I watch the hams at the local grocery store, and just before they go out of date the store puts them on sale for dirt cheap. I throw one in my buggy and get the butcher or deli to slice it in 1/2" thick slices for no charge. When I get home I put 2 slices to a zip sandwich bag and throw them in the freezer. That gives me a couple of months of cheap ham for frying and for adding to beans. I haven't paid full retail for a ham in years.

Starting to cook
  Starting to boil. Notice the small fire. (That's a spoon you see hanging from the slider.)

Hint: When ready to stir the beans, grasp the pot bail at the point where the hook contacts the bail. Then, holding both the hook and the bail, pull the pot toward yourself.

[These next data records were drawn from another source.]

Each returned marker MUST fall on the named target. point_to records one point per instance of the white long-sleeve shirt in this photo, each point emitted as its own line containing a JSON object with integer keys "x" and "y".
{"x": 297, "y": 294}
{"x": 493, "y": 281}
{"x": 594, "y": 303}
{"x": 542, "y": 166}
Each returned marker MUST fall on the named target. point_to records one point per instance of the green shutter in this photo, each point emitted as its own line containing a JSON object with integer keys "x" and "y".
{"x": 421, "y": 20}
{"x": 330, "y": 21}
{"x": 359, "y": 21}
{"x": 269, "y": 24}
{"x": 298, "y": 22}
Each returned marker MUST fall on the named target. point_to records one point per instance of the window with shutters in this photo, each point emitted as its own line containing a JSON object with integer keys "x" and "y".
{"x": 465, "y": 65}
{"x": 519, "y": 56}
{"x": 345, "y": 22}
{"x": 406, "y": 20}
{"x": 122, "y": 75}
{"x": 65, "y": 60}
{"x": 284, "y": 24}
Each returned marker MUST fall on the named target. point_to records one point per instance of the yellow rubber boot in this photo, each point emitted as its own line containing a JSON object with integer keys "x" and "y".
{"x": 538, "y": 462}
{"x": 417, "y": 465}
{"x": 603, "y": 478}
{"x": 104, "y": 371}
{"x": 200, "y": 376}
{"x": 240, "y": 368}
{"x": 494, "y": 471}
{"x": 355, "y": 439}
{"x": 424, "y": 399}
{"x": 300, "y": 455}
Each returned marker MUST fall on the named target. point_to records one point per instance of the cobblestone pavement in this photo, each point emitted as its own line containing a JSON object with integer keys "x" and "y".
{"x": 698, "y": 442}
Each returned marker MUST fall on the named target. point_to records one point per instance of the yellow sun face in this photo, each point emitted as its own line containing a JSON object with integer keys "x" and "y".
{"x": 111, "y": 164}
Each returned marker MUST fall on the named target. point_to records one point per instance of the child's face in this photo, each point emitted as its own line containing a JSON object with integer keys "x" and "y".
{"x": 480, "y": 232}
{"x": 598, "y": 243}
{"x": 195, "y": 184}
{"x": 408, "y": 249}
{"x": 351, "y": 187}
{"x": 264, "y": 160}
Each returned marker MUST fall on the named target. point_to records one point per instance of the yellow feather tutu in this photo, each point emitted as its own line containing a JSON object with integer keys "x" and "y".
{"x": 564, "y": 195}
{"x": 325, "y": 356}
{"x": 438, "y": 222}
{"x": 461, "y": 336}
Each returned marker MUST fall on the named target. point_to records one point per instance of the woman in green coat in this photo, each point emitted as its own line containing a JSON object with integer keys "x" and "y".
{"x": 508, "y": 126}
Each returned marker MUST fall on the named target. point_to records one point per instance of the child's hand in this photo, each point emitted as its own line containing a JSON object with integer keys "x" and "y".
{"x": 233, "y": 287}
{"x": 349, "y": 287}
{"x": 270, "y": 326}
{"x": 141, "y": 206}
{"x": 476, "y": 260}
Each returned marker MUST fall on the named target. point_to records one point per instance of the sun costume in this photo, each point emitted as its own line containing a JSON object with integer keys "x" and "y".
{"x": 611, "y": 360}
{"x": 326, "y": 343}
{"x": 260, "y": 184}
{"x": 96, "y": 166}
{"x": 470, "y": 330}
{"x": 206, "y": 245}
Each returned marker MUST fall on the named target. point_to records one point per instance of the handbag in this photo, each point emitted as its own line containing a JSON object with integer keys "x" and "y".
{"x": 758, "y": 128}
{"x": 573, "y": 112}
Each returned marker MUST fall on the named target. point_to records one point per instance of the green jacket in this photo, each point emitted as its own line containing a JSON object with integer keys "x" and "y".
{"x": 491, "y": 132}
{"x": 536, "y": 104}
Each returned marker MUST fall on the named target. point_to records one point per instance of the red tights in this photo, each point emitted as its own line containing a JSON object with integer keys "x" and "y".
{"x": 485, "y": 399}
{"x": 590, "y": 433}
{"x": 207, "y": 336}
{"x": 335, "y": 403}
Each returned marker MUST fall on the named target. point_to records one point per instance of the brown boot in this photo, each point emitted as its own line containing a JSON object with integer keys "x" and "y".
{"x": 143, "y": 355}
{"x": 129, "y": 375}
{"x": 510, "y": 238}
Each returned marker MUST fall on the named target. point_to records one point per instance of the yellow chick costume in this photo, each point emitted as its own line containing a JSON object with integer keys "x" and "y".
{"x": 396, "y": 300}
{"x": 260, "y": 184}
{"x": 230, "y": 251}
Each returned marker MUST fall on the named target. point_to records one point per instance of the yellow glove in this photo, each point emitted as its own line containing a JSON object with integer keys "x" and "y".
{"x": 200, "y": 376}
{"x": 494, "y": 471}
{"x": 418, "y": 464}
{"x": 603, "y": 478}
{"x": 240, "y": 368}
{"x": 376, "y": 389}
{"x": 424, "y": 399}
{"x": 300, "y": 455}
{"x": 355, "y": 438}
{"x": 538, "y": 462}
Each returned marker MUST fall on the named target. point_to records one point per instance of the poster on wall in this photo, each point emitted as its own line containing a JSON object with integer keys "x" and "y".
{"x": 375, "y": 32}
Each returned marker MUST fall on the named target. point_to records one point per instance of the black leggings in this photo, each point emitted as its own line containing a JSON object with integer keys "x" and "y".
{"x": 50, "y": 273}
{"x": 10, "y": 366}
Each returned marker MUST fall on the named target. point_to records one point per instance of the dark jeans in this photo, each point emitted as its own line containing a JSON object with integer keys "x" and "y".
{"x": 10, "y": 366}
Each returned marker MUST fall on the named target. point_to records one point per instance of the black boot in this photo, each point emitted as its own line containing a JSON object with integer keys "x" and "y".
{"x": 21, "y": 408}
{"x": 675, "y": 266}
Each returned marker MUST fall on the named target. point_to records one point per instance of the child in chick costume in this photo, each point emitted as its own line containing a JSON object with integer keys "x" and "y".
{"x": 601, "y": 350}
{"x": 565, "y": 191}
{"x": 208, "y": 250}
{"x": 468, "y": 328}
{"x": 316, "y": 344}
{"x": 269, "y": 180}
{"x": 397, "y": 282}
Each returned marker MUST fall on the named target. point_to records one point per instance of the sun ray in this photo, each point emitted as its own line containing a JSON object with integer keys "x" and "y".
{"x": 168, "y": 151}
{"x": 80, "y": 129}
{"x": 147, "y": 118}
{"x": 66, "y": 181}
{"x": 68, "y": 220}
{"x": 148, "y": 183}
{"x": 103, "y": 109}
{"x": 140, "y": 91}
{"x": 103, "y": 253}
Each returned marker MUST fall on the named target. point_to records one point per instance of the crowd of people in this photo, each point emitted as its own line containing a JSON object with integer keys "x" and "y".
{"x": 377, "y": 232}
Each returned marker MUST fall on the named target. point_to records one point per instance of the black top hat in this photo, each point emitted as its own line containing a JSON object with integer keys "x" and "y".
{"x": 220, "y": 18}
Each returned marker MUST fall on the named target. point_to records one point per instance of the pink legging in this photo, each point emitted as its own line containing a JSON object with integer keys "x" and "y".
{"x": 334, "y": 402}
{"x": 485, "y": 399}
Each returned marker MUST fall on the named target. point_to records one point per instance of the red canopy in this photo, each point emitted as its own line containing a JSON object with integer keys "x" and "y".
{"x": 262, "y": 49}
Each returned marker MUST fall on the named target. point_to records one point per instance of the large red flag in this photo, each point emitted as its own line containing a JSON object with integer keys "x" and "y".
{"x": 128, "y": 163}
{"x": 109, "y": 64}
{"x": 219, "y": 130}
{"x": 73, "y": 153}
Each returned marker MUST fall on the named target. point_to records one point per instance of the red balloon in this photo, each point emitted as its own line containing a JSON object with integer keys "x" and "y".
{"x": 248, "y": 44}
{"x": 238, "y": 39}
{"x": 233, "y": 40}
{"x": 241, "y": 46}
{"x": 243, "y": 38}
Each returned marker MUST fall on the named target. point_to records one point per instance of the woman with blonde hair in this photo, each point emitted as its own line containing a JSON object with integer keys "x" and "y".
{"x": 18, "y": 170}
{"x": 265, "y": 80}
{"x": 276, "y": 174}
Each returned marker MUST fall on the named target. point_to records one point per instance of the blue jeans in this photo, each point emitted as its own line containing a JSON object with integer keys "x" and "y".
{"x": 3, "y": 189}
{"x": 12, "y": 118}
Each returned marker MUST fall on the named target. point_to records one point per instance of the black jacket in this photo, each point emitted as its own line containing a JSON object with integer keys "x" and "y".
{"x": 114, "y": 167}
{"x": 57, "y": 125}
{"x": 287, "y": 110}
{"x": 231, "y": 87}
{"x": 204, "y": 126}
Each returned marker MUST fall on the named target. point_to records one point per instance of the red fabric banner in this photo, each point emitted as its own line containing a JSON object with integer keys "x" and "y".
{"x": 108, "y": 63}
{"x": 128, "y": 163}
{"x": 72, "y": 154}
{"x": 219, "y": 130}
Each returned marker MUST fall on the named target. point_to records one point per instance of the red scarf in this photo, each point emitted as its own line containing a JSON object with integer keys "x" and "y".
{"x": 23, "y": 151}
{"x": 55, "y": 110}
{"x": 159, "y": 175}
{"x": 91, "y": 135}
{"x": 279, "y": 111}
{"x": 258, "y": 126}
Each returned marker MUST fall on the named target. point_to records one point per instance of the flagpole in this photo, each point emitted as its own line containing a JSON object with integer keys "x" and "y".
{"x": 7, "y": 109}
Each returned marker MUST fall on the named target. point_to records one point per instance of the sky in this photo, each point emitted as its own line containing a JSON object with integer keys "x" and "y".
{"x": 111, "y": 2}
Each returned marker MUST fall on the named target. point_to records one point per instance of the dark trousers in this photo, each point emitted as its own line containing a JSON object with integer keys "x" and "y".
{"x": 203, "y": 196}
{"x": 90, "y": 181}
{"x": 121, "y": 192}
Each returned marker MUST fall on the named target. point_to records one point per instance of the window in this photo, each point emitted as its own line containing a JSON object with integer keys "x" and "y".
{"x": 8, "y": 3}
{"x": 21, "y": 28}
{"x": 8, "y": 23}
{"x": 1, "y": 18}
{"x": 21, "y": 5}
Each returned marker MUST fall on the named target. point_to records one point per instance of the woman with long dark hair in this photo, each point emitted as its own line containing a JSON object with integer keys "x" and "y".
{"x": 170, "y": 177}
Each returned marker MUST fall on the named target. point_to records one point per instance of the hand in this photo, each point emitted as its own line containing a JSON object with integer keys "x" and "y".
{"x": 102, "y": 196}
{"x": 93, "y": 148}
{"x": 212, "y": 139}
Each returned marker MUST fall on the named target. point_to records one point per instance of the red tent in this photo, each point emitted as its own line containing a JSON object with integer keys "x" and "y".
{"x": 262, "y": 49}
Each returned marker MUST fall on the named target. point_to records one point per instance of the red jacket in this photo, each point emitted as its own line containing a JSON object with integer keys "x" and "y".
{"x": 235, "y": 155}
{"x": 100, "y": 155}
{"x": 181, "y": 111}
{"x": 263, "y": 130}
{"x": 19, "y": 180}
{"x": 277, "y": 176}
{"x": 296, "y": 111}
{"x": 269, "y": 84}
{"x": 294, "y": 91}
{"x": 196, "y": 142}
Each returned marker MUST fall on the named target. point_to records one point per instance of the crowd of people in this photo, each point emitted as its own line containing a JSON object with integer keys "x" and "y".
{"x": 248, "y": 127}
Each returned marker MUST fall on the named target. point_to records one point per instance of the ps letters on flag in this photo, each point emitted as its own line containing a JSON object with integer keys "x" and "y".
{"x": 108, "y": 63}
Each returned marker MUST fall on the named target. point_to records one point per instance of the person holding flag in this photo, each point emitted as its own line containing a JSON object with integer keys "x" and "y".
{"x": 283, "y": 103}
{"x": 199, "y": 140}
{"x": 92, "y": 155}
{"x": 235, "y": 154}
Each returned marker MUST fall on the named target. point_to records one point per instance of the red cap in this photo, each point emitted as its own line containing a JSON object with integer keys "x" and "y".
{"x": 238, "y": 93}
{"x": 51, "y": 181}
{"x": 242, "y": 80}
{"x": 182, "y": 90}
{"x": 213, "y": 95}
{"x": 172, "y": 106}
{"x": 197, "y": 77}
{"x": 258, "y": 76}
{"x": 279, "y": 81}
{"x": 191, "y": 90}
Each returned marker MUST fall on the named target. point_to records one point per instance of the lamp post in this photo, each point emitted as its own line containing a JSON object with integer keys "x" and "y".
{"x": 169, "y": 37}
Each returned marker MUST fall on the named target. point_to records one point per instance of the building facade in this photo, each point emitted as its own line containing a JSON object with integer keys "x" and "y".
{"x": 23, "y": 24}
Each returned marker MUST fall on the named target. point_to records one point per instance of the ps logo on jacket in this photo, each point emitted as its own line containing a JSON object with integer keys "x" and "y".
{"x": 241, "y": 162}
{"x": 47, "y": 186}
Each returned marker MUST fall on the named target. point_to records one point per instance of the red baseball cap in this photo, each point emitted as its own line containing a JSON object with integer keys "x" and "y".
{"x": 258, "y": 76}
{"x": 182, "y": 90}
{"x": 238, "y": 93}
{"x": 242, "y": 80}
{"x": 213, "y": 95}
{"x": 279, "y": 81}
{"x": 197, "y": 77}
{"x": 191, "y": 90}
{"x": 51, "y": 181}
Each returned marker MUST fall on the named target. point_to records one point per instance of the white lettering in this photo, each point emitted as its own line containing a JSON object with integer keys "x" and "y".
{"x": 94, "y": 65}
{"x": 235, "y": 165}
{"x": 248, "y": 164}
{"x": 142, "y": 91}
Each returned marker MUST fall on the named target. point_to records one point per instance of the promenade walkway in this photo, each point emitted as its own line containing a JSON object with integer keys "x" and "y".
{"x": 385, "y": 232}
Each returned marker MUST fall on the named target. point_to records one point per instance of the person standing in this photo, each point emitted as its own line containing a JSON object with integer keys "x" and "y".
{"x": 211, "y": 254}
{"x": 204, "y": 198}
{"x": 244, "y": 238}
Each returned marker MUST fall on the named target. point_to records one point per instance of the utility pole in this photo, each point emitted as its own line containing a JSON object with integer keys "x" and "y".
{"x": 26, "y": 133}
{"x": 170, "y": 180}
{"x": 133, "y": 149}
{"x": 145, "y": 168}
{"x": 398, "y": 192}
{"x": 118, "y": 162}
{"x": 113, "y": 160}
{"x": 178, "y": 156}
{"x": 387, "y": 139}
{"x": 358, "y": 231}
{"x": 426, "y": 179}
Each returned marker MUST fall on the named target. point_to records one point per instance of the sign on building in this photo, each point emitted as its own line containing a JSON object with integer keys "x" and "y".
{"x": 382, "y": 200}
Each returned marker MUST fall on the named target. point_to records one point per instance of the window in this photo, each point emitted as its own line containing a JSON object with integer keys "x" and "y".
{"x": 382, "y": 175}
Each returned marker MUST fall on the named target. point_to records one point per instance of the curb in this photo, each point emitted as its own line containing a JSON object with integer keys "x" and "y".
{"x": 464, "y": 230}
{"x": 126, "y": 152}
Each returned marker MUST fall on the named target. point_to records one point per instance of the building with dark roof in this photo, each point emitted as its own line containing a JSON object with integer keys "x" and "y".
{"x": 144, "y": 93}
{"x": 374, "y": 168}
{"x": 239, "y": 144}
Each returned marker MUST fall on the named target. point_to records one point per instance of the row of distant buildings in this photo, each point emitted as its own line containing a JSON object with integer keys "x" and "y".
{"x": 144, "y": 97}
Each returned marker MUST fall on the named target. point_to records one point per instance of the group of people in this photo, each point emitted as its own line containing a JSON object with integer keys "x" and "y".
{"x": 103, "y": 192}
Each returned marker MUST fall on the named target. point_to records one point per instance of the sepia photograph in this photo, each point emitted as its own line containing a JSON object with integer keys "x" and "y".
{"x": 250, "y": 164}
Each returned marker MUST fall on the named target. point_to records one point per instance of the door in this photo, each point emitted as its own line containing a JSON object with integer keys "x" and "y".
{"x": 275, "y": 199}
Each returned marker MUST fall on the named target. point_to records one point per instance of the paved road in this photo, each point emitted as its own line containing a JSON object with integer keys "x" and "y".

You can stir the beans while standing 3 feet from the fire.

Here's some more bean recipes:

Red Beans 'n' Rice:

  • Use red kidney beans instead of limas.
  • Instead of smoked meat and ham, substitute 1/2 lb of thinly sliced smoked pork or pork/venison sausage.
  • When you stir the beans, mash them against the side of the pot with the bottom of the spoon. You want about 1/3 of the beans to liquify.
  • Serve over rice with Tabasco sauce to taste.
  • Get ready for your guests to say, "This is the best damn red beans 'n' rice I ever ate."

Blackeyed Peas:

  • Use dry blackeyed peas.
  • Use smoked meat and 1/2 lb of thinly sliced smoked pork or pork/venison sausage or a big ole hambone or a couple of thick slices of ham.
  • Add 1 10 oz can diced Rotel® tomatoes w/green chilies or add 1 or 2 large diced fresh tomatoes and 1 or 2 large diced jalapenos.
  • Get ready for your (redneck) guests to say, "I ain't never ate no better blackeyed peas."

If you're tent camping, put the dry and liquid spices the recipe calls for into a 20 oz plastic soft drink bottle at home. When you're ready to cook in the woods, add 1 of the 8 cups of water to the bottle and give it a shake, then dump it in the pot.

It's hard to beat a pot of beans simmering over a campfire. Try ‘em on a rope and watch the other campers come over for a look.